1969 composition by Elliott Carter

The Concerto for Orchestra is a four-movement concerto for orchestra written in 1969 by the American composer Elliott Carter. The work was commissioned by the New York Philharmonic to commemorate their 125th anniversary and was premiered by the orchestra under the conductor Leonard Bernstein in the Philharmonic Hall, New York City, on February 5, 1970.

==Composition==
The piece has a duration of approximately 22 minutes and is composed in four movements:

To compose the work, Carter split the orchestra into four harmonically juxtaposing sections designated by musical range: high, middle-high, middle-low, and low.
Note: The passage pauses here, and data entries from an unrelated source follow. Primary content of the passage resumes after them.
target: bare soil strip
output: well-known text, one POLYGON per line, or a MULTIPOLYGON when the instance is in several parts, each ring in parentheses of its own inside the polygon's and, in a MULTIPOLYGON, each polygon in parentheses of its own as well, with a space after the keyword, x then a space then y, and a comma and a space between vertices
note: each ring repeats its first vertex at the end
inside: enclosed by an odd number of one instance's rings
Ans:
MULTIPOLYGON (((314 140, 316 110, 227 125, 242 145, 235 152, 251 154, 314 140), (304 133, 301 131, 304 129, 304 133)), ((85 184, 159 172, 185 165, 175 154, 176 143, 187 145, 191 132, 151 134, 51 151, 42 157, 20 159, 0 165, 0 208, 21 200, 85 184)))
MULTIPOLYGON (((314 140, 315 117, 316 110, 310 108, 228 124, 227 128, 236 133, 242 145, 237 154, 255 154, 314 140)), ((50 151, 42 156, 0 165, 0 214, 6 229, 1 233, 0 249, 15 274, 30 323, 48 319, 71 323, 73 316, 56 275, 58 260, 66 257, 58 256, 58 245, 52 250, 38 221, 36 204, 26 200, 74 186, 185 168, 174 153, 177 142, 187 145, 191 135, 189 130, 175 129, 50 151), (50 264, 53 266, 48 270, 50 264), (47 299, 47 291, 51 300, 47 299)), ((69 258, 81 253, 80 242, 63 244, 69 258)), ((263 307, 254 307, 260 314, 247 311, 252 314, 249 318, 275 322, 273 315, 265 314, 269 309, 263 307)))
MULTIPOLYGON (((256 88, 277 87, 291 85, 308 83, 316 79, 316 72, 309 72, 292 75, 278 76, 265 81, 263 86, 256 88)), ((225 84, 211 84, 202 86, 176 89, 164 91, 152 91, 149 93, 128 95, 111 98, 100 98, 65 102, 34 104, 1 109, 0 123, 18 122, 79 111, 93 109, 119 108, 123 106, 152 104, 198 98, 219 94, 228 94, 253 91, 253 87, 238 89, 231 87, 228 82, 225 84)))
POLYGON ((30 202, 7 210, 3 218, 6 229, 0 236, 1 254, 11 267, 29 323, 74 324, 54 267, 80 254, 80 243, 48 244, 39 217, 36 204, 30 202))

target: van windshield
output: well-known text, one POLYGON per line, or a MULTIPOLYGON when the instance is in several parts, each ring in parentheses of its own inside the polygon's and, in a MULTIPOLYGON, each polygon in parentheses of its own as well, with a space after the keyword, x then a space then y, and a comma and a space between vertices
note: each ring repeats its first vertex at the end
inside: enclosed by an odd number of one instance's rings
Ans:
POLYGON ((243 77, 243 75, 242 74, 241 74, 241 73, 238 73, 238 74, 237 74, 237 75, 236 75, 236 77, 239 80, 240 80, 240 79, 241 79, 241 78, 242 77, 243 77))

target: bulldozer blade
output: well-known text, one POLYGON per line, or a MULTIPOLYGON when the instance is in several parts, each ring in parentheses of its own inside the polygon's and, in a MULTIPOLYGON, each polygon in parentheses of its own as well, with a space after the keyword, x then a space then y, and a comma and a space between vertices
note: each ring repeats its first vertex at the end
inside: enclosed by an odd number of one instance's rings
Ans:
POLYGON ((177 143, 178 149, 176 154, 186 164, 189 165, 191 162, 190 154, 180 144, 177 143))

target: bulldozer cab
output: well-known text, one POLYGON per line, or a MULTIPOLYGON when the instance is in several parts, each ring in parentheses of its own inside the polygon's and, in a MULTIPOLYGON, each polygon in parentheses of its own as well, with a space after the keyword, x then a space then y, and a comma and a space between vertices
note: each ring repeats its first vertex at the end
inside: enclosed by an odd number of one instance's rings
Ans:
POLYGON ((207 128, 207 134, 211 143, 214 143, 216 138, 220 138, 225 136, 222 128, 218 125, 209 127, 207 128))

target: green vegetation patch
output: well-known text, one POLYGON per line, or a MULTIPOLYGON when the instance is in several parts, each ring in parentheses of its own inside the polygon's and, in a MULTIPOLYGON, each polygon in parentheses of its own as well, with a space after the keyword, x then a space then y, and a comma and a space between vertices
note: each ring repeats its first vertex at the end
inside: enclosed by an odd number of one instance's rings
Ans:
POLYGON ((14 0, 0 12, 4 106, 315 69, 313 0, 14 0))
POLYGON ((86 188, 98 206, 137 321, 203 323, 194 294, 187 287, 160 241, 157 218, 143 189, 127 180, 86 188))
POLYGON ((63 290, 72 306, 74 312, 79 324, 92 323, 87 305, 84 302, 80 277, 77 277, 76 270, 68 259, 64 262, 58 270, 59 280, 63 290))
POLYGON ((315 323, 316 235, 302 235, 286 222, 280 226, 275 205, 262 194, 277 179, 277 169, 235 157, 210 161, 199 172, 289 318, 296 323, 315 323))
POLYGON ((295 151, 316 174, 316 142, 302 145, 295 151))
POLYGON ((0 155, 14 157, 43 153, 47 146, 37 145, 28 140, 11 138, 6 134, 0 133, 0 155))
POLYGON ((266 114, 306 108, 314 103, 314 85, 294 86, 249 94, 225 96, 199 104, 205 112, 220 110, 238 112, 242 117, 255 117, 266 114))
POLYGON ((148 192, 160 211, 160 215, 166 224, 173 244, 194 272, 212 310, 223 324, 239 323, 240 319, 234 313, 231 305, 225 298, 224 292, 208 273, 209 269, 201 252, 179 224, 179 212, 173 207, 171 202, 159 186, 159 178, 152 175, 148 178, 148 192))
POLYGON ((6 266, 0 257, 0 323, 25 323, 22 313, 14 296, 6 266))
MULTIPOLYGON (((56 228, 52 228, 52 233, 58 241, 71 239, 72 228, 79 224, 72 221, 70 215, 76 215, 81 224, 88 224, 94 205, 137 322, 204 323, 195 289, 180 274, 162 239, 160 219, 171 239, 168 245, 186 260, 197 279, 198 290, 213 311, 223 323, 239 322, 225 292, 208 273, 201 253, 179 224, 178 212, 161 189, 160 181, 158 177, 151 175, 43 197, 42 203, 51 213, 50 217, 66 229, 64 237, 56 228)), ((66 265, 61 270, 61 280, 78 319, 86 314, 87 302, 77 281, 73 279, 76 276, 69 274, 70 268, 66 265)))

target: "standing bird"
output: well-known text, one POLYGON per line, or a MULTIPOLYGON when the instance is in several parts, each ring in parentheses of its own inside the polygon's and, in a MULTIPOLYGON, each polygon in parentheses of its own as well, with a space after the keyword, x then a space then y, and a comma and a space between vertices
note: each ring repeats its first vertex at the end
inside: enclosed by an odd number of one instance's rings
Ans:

Additionally, different percussion instruments were assigned to accompany each of the four sections.

===Instrumentation===
The work is scored for an orchestra comprising three flutes (2nd and 3rd doubling piccolo), three oboes (3rd doubling cor anglais), three clarinets (2nd doubling bass clarinet, 3rd doubling E-flat clarinet), two bassoons, contrabassoon (doubling bassoon), four horns, three trumpets, two trombones, bass trombone, tuba, timpani, six percussionists, harp, piano, and strings.

==Reception==
The Concerto for Orchestra has been praised by musician and critics alike. The cellist Fred Sherry (who performed the first recording of Carter's Cello Concerto) described the Concerto for Orchestra as one of three Carter pieces he would "recommend to every music lover", including A Symphony of Three Orchestras and Symphonia: sum fluxae pretium spei. Tom Service of The Guardian similarly praised the work as "an incandescent blaze of musical poetry."
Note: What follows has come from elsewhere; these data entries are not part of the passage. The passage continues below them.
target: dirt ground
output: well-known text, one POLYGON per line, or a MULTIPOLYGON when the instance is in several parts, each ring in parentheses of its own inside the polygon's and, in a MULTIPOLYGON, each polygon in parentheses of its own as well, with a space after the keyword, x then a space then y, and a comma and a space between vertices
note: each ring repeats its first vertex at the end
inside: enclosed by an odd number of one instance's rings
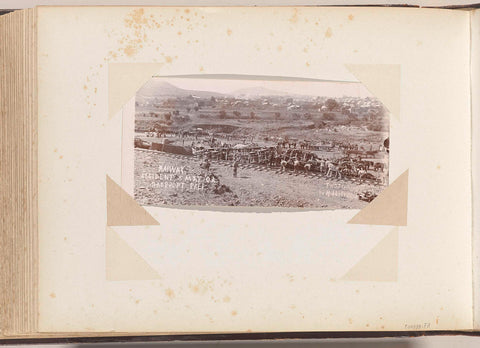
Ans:
POLYGON ((141 205, 243 206, 361 209, 357 193, 378 194, 384 186, 135 149, 135 199, 141 205))

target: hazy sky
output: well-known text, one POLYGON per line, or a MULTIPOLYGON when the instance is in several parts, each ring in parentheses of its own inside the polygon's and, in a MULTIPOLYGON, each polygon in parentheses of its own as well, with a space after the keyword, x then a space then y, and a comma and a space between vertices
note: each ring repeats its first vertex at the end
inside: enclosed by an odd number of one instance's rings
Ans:
POLYGON ((212 91, 218 93, 231 93, 238 89, 263 87, 270 90, 286 92, 288 94, 300 94, 326 97, 373 97, 372 94, 359 82, 336 82, 336 81, 292 81, 292 80, 248 80, 243 77, 240 80, 219 78, 164 78, 172 85, 190 90, 212 91))

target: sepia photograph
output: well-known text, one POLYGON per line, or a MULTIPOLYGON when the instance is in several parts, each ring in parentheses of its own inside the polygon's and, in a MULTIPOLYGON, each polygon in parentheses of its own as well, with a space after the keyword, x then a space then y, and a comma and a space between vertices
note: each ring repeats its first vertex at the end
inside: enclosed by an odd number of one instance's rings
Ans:
POLYGON ((358 81, 153 76, 134 139, 144 206, 361 209, 388 185, 389 113, 358 81))

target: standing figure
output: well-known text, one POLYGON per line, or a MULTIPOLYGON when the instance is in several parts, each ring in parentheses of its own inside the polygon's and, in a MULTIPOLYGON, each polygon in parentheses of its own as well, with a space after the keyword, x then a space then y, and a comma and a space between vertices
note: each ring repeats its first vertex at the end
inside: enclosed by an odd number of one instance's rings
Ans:
POLYGON ((233 177, 234 178, 237 177, 237 171, 238 171, 238 160, 235 159, 235 161, 233 162, 233 177))

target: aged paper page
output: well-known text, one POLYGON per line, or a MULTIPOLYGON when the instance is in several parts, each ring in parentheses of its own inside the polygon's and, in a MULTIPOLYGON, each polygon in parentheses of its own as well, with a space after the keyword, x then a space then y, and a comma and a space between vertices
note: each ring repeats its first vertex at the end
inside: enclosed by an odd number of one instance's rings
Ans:
POLYGON ((468 12, 78 7, 38 15, 41 330, 472 327, 468 12), (144 107, 136 90, 153 76, 185 75, 368 86, 391 114, 389 186, 361 214, 357 206, 138 204, 122 164, 133 158, 124 152, 128 120, 144 107))
POLYGON ((480 71, 478 60, 480 59, 480 12, 471 12, 472 30, 472 188, 473 188, 473 300, 474 300, 474 328, 480 328, 480 306, 479 306, 479 279, 480 279, 480 211, 479 207, 479 182, 480 175, 480 100, 477 98, 480 91, 480 71))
David Patrick Stearns of The Philadelphia Inquirer described his first experience with the piece (and of Carter's music), writing, "My own journey with Carter began in the late 1990s with a recording of his Concerto for Orchestra, often thought to be one of his difficult works. I was prepared to be baffled. Then I realized that all his music required was the kind of keen attention you'd give to driving down the Brooklyn–Queens Expressway. What's the problem? The music is, if anything, too rich."